The document sets out Local Government funding separately and states that ‘core spending power for local authorities is estimated to increase by an average of 3% in real-terms each year over the SR21 [Spending Review 2021] period. This follows year-on-year real-terms increases since SR19. This uplift is extremely welcome, especially as Local Government remains one of the most important financial contributors and delivery partners of our work.

In advance of the announcement, the Local Government Association (LGA) published a clear six point plan that showed the exponential increases to the cost of public services, particularly to social care (both children and adults), SEND (Special Educational Needs and Disabilities) and homelessness. The amounts set out in their chart (to maintain current services, not to improve them) far exceed the percentage increase in Sunak’s Spending Review. You can read the LGA’s full response here.
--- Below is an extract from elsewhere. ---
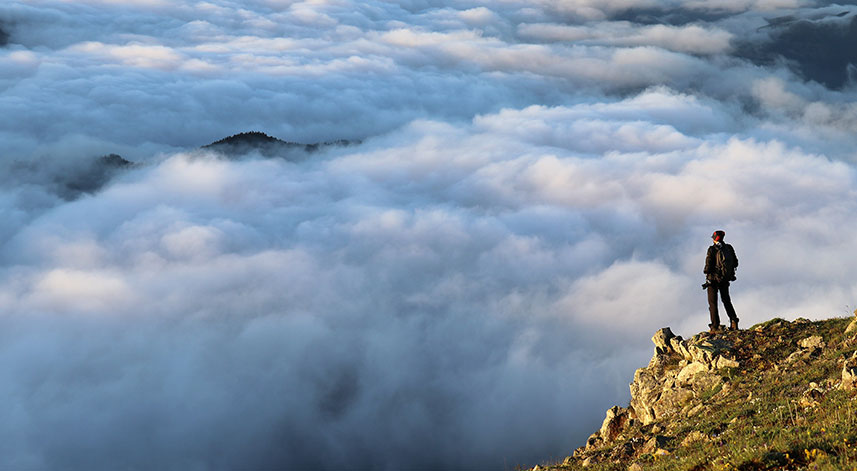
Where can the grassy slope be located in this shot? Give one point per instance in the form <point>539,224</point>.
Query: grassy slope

One of the government’s flagship announcements involved the 50% cut in business rates for the retail, hospitality and leisure sector until 2022 (to include cultural businesses). This is excellent news, and it is great to see that LAs won’t be out of pocket - it states in the document that ‘local authorities will be fully compensated for all measures announced in the review’.

What is not in the spending review?

There is no mention of the Arts Premium

In its 2019 Manifesto the Conservatives promised an Arts Premium for Secondary Schools, and this was confirmed at £90 million a year in Sunak’s budget in March 2020. However, the money was never allocated, and in September, Nick Gibb (then Minister for Schools) said that it was under review and would be subject to this Spending Review.

The absence of the Premium in this announcement is a real blow to those working in cultural learning - not least as this is the time when it could be used to enable and support young people’s learning to thrive as part of the broader recovery from COVID-19. We have written to the Department to ask for more clarity on the status of this fund, and will share a response once it is forthcoming.

Further Cultural Learning Investment

We don’t yet know about the allocation of some of other funding that the Department of Education has historically made into cultural learning, including £79 million a year for Music Hubs and £5.2 million for wider initiatives such as the National Youth Dance Company. Again, this funding is critically important to children and young people’s social mobility and life-chances.

Higher Education

Similarly, there is no current information on the Higher Education settlement, which will be published ‘in the coming weeks’ alongside the response to the Augar report. There have been some extremely concerning leaks in the press about some of these changes, including this article from The Guardian on plans to cut creative courses and limit student numbers due to the low-earning status of these subjects.

How are the commitments in the budget funded?

Increase in tax and size of state

The Telegraph has reported that ‘the Office for Budget Responsibility highlighted ‘a significant discretionary increase’ in both the tax burden and the size of the state as Mr Sunak launched the biggest tax raids since 1993, in the aftermath of Black Wednesday.’

Central government has increased income via taxes; National Insurance has gone up 1.25% with the Health and Social Care Levy, and the upper income thresholds will not increase with inflation for Income Tax or National Insurance - pulling more people into higher rate tax bands. Taxes on Dividends will also rise by 1.25%.